Entre la cover de Sergeant Pepper et un film de Méliès mettant en scène un voyage sur la lune de Jules Vernes (ou un démon des glaces de Jacques Tardi), Mabused, nouvel album de Kim Fahy après quatorze ans d’absence (!), voit coïncider sa forme et son fond, en une fresque bariolée, rétrofuturiste, et extrêmement peuplée. En interview, le réservé Kim dira des membres de son groupe qu’ils sont les « Mabused », c’est-à-dire eux-mêmes transformés en sortes d’avatars musicaux du Dr Mabuse de Fritz Lang, et abusés, mais dans un joyeux consentement, à n’en pas douter. Peuplé donc de musiciens, de vieilles photographies pleines d’aura et de personnages fantastiques, Mabused évoque autant les coeurs solitaires Beatlesiens que des groupes d’amitiés qui se forment dans des tours magiques et mystérieux.

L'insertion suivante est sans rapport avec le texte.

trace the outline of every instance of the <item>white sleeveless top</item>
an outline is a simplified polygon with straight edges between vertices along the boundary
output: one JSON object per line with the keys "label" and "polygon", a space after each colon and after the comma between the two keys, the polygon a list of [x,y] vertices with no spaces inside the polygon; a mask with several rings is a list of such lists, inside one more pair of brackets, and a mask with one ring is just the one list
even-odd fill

Mais reprenons depuis le début, 1991, chez Bernard Lenoir passe en boucle l’hymne pop Kicking a pigeon, et ses paroles martelées qui font frétiller l’imagination (« It was absolutely nothinh like you said / The dog was dead, a bird was shitting on it’s head / Next I was kicking a pigeon »), issu du premier album éponyme de The Mabuses, aka Kim Fahy, sorti sur Rough Trade (et sur Shimmy Disc, excusez du peu, aux US). Les Inrocks et toute « l’internationale indie » de l’époque ont trouvé l’XTC de leur génération, le Syd Barrett qui ne finira pas chez maman à cultiver des radis, presqu’un Beatle à soi tout seul, avec la production d’époque (assez moche rétrospectivement : le son glacé du CD et la reverb sur la caisse claire) et le petit culte des initiés indés qui partageront parcimonieusement leur trésor.

Le temps passe, un second jet discret et bâclé (The Melbourne method) sort trois ans plus tard, et puis plus rien, aucune nouvelle, et les auditeurs de Lenoir se lamentent de la disparition et à quand le retour, du meilleur trésor caché de la pop psychédélique anglaise. Après, tout le monde oublie, se marie, fait des enfants, travaille et se désabonne des Inrocks, avec ce petit regret lysergique qui reste sur le bout de la langue. Tous mabusés, finalement, et tous heureux donc de retrouver l’enfant prodigue aujourd’hui, comme une bouffée d’adolescence, un petit retour d’acide salutaire à l’approche de la quarantaine, lorsque le vieil ami Kim réapparaît avec son nouveau tout beau Mabused.

En fait Kim voyageait, faisant son tour sans le chant, et des rencontres, enregistrant de ci de là des chansons avec des musiciens de passage ou sédentaires (notamment son grand complice John Carruthers, ex-Siouxie & The Banshees), à New York, Los Angeles, Londres et aussi en France, créant son réseau amical et musical : Bertrand Bonello et Jipé Nataf (avec qui il collabore sur son album solo Plus de sucre, le trio enregistrant des reprises sous le nom de The Wantones), Mocke et Armelle de Holden, le Professeur Inlassable, notamment. De ces amitiés soudées dans l’accord pop parfait et les jams de blues dans le salon naît donc Mabused, troisième album de synthèse, comme une drogue.

Livre fantastique d’enfant plein de pop-ups figés et anciens qui vous sautent au visage, Mabused se fait patchwork dadaïste, mélangeant genres et époques, psychédélisme anglais, musique classique, noisy pop, blues, electro : évidemment cinématographique (Havana, que l’on retrouve dans le Tiresia de Bonello ; Tiger lilies, très Prokofiev avec son hautbois ; Garden devils, inspiré des arrangements de Bernard Herrmann pour Psycho), brit-pop sur Seasider, reprenant pour Sugarland le Plus de sucre de Nataf, samplant ici et là les bluesmen Skip James, Charlie Patton ou Blind Willie Johnson, en figures tutélaires guitaristiques virtuoses. En ligne de mire, avec sa belle pochette dépliant un univers plat mais follement expansif, la synthèse pop des fragments, des styles et des gens, à la manière de l’album étalon Sgt. Pepper’s donc, et sans doute une des dernières tentatives d’album-somme, avec sa cohérence et sa pochette cartonnée généreuse, avant le tout à l’égout numérique et la subdvisions en niches-ouah-ouah de plus en plus individualisées. Goutez-moi donc ça.